Mr Blair said: “We have made it clear all the way through that we are prepared not just to discuss and negotiate upon, but to recognise that the rebate is an anomaly that has to go, but it has to go in the context of the other anomaly being changed away.”

(Emphasis mine).

Oops - sorry George. Looks like you were right to try to pin Blair down. Now we’re really confused. Which do we believe?

After the lies and deceits over Iraq - and, don’t forget, Blair was fully backed by his cabinet over these things - anything is believable but the problem here is not that Blair is covering up his lies it’s that he’s actually being forthright - blatant, even - with regards to two absolutely contradictory stances. And it’s not like there was enough time between speeches for his opinion to evolve into something else. He was a unilateral disarmer, a nationaliser and an anti-European before becoming a multi-lateralist, Thatcherite free-marketeer and Euro-fanatic - but the transformation did at least take a few years. This dramatic change of stance occurred in just two weeks.
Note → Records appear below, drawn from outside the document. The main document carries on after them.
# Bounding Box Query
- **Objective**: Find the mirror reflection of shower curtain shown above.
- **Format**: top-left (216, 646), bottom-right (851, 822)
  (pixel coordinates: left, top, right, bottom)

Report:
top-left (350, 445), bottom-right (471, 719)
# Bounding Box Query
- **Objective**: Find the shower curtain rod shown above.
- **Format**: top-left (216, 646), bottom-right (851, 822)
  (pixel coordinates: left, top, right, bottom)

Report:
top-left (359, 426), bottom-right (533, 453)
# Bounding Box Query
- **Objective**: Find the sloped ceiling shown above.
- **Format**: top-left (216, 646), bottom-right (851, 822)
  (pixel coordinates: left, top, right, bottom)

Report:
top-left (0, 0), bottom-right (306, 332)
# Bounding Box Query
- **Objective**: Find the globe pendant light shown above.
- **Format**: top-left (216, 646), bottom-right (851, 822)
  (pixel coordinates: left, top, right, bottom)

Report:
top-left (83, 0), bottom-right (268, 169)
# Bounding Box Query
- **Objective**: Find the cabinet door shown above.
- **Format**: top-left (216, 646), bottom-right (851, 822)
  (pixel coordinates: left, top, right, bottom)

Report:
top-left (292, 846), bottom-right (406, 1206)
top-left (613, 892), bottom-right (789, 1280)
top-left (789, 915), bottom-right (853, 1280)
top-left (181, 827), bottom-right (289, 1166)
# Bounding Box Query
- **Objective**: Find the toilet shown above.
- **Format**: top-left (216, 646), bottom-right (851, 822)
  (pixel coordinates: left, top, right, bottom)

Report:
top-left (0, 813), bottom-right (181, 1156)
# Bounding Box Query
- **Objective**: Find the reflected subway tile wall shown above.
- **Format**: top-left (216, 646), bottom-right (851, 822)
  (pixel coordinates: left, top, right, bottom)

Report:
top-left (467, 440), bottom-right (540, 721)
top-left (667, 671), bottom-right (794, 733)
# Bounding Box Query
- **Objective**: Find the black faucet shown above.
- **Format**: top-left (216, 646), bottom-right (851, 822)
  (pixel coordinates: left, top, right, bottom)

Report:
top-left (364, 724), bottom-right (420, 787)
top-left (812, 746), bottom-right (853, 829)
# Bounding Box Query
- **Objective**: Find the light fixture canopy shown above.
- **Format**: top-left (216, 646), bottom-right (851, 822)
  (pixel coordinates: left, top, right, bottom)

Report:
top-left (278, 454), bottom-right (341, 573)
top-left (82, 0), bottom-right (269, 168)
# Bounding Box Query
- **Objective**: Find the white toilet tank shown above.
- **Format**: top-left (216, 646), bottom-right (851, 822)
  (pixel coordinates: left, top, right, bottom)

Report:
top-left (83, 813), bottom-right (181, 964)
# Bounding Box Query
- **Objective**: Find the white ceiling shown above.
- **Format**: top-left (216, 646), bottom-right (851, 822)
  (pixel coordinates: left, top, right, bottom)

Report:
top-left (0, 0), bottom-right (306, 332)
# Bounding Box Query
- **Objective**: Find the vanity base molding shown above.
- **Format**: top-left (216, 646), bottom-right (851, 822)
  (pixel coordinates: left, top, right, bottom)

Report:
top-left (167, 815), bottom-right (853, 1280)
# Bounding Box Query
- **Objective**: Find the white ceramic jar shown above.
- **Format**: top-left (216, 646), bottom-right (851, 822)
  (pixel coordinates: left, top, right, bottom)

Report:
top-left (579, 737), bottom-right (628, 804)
What strikes me more though is that he must realise he’s taken a complete about turn over the rebate and yet has absolutely no qualms about it. Who does he think he is? Who does he think we are? His holding of two totally contradictory points of view suggests either staggering disregard for his reputation as an honest man (my, how I smile as I write that) or a split personality.

Either way, he shouldn’t be leading our country.

Rants 12:52 pm

Okay, okay, I’m lying. Just thought I’d grab your attention with a statement that is obviously absurd…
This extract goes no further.